1 tbsp. yeast in granules
2 cups warm water
1 and 1/2 cups stone ground (or unbleached) whole wheat flour (or rye flour or a mix)
2 tbsp plain white yogurt
optional – 1 tsp. ground cumin seeds


1. Dissolve the yeast in water in a large jar.
2. Mix with a wooden spoon and let stand 10 minutes.
3. Stir in the 1 tbsp. yogurt and the flour, mixing thoroughly.
4. Cover with the lid or plastic wrap and let stand in a warm place overnight or at room temperature 2 days.
5. It should become bubbly and slightly sour smelling.
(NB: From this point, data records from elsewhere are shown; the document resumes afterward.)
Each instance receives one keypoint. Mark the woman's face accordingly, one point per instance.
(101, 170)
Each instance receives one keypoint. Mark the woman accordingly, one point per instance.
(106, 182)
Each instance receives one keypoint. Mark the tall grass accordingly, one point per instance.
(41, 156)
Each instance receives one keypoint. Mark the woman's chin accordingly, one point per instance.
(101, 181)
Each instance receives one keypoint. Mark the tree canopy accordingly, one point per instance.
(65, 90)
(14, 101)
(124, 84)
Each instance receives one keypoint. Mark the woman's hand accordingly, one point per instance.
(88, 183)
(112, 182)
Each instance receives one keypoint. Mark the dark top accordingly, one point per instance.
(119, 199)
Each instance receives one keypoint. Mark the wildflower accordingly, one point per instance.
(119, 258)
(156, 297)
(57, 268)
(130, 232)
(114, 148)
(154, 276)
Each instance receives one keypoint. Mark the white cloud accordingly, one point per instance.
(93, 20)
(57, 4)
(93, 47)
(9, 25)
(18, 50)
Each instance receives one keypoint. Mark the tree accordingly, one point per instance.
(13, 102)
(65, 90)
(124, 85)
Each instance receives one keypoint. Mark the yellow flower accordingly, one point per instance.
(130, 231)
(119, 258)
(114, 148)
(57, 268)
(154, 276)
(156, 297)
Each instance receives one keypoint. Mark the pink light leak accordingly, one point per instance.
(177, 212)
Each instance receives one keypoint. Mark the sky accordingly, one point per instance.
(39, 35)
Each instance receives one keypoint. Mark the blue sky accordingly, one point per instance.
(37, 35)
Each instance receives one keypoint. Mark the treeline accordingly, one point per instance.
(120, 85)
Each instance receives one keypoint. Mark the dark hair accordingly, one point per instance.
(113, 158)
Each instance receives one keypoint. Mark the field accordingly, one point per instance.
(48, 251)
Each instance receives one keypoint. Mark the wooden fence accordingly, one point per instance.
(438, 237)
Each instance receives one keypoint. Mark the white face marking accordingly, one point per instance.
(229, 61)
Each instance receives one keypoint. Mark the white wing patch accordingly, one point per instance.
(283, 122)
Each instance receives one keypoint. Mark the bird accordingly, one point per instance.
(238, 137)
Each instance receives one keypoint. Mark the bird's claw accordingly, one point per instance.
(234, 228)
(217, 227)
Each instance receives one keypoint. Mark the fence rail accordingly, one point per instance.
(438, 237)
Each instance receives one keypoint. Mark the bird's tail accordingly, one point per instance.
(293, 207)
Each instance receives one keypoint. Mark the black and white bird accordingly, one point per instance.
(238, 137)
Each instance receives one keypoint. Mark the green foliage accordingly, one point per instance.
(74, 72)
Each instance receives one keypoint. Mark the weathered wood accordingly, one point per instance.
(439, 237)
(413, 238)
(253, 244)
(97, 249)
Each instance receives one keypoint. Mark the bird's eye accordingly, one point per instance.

6. Use immediately in any bread recipe or place covered in the fridge up to a week.
7. If you haven’t used it within a week remove about 1/2 – 1 cup (discard) and add the equivalent amount of water and flour (1/2 flour and 1/2 water), leave at room temperature for about 2 hrs. or until it bubbles again. Put back in fridge.
8. If using (should be at room temperature) remove the amount required and replace it with an equal amount of flour and water mixture. Let it bubble (ferment), then put back in fridge.

NOTE: Remember to feed it once a week. Always stir down before returning to the fridge. If you like your bread a little less sour add 1/4 tsp. baking soda for each cup of starter to “sweeten”.